Sunday, 15 February 2009

Phenomenology of money

We have been reading, in the Aesthetics course, Heidegger’s comments on the work of art. Yesterday we read his amazing phenomenology of a pair of peasant shoes, with the help of a painting by Van Gogh. Today we hope to read his phenomenology of the Greek temple. Where shoes relate earth and the world of the peasant, the temple sets up, founds, a world…

In a dream of the morning, a phenomenology of money: money which is almost totally constituted by meaning.

What kind of world does a 50 rupee note set up?

A 50 rupee note does not get used up, the way a pair of shoes gets used up. When a pair of shoes is used up, it becomes useless, and is reduced to stuff. But when a 50 rupee note is torn, I can ‘redeem’ its ‘value’ through a bank. The wear and tear on its material is immaterial to its value. It is only incidentally material.

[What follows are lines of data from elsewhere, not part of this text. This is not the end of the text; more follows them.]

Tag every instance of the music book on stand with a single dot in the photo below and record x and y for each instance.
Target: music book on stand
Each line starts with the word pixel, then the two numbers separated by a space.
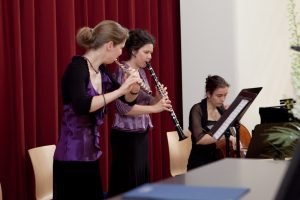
pixel 235 111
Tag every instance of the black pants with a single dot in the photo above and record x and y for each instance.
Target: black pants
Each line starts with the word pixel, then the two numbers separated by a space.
pixel 129 167
pixel 76 180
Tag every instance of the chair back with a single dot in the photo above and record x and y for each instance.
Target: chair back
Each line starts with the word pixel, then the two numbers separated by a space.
pixel 42 163
pixel 179 152
pixel 1 192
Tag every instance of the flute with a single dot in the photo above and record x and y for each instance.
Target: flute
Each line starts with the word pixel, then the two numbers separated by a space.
pixel 129 72
pixel 163 94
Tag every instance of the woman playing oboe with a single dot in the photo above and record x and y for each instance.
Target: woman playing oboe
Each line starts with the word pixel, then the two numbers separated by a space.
pixel 129 134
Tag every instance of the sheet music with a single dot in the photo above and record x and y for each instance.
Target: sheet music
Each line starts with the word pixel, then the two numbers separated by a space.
pixel 230 118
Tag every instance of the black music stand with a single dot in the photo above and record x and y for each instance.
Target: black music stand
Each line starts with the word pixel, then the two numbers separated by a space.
pixel 232 116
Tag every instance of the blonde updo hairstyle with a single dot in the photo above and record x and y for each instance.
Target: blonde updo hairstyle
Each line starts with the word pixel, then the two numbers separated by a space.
pixel 105 31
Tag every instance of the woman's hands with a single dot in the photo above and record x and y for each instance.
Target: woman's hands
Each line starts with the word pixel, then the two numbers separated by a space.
pixel 131 84
pixel 164 104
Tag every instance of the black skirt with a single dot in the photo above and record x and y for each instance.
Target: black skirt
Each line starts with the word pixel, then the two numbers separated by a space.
pixel 76 180
pixel 129 167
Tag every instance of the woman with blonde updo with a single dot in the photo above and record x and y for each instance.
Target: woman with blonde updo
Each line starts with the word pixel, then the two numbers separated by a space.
pixel 86 90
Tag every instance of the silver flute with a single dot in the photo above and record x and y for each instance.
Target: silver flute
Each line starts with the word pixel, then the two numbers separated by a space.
pixel 163 94
pixel 129 72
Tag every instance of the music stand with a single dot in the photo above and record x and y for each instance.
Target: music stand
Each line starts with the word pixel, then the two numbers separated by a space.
pixel 232 116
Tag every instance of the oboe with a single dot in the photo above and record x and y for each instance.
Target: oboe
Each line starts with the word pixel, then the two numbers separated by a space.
pixel 162 93
pixel 127 71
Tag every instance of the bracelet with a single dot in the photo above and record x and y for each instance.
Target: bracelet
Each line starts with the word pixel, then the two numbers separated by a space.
pixel 134 93
pixel 104 107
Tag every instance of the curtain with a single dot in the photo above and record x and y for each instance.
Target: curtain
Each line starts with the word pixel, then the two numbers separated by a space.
pixel 37 43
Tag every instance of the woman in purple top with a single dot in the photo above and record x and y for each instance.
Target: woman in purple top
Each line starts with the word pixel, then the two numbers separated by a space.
pixel 129 134
pixel 86 89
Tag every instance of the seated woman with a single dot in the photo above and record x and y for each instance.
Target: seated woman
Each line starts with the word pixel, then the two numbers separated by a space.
pixel 203 116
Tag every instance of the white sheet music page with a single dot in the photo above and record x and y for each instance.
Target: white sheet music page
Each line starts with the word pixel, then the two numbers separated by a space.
pixel 230 118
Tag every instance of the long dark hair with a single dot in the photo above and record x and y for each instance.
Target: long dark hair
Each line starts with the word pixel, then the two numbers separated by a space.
pixel 137 39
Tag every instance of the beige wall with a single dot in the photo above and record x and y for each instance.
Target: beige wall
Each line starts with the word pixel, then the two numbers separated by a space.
pixel 246 42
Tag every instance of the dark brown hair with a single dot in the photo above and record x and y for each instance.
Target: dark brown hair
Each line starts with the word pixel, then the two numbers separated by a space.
pixel 137 39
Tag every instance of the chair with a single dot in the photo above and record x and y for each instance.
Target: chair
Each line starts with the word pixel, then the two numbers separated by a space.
pixel 179 152
pixel 42 163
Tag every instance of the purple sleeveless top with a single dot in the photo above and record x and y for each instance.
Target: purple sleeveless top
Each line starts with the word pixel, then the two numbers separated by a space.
pixel 79 136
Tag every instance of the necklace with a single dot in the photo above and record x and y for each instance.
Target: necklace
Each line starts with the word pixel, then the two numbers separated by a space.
pixel 96 71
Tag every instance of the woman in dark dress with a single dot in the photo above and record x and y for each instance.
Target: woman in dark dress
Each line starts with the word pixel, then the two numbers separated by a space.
pixel 86 89
pixel 203 116
pixel 129 134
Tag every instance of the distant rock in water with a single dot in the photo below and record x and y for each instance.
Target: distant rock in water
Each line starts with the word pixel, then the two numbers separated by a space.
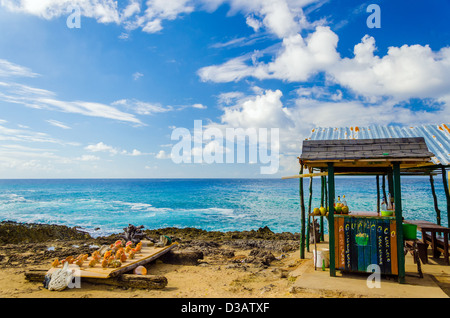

So money is different from a pair of shoes. It is an element of society and social arrangements. It has little to do directly with earth, sky, water, air. Or it has to do ultimately with these things, with food for my table, with clothing, with shelter, with roti-kapda-makaan, but as a means. It is part of the division of labour set up by all communities except the most primitive. It is what makes Heidegger possible, for it sets Heidegger free for the task of thinking. Heidegger does not have to plough the ground, wait for the harvest, gather the grain, take it to the mill, knead the flour, bake the bread.

And what might we make of Jesus’ reply, “Give to Caesar what is Caesar’s, and to God what is God’s?”

Does he not imply that, since the Pharisees possess a coin with Caesar’s image, they have accepted to be part of the world which that coin sets up? And is not his reply deliciously ambiguous? For what really is Caesar’s, that has not been given to Caesar by God? “You would not have power over me if it had not been given to you from above.”